Extra-cellular Matrix protein 1 (ECM1) Ameliorates Experimental Autoimmune Encephalomyelitis (EAE) through Inhibition of MMP9 Activity

Abstract

Abstract Multiple sclerosis (MS) is the most common inflammatory demyelinating disease of the central nervous system (CNS). Experimental autoimmune encephalomyelitis (EAE), an animal model representing human multiple sclerosis (MS), is mainly mediated by Th1 and Th17 cells. Matrix metalloproteinase-9 (MMP9), a zinc bound protease, plays an important role in the invasion or infiltration of pathogenic Th cells into CNS during MS/EAE. In current study, we find that ECM1 could inhibit MMP9 activity through protein/protein interaction in vitro and ameliorate MOG-induced EAE via blocking MMP9-mediated invasion/infiltration of pathogenic Th cells into CNS in vivo.

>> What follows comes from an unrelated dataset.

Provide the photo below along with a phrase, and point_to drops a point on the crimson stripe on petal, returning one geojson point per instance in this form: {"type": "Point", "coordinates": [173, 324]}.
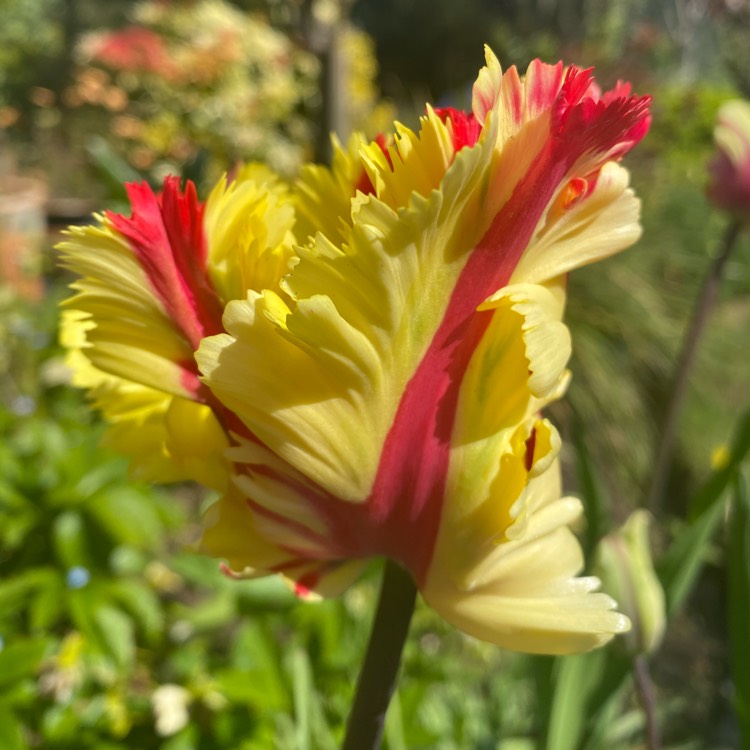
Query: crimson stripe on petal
{"type": "Point", "coordinates": [167, 237]}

Giving ECM1 protein treatment on the late periods of pathogenic T cell migration in EAE model, the EAE disease is significantly attenuated. This treatment functions by reduction of infiltrating pathogenic Th cells into CNS, but had no impact on Th1/Th17 cell development in the peripheral lymphoid tissues. Our results suggest that ECM1 is potential an inhibitor to treat EAE disease.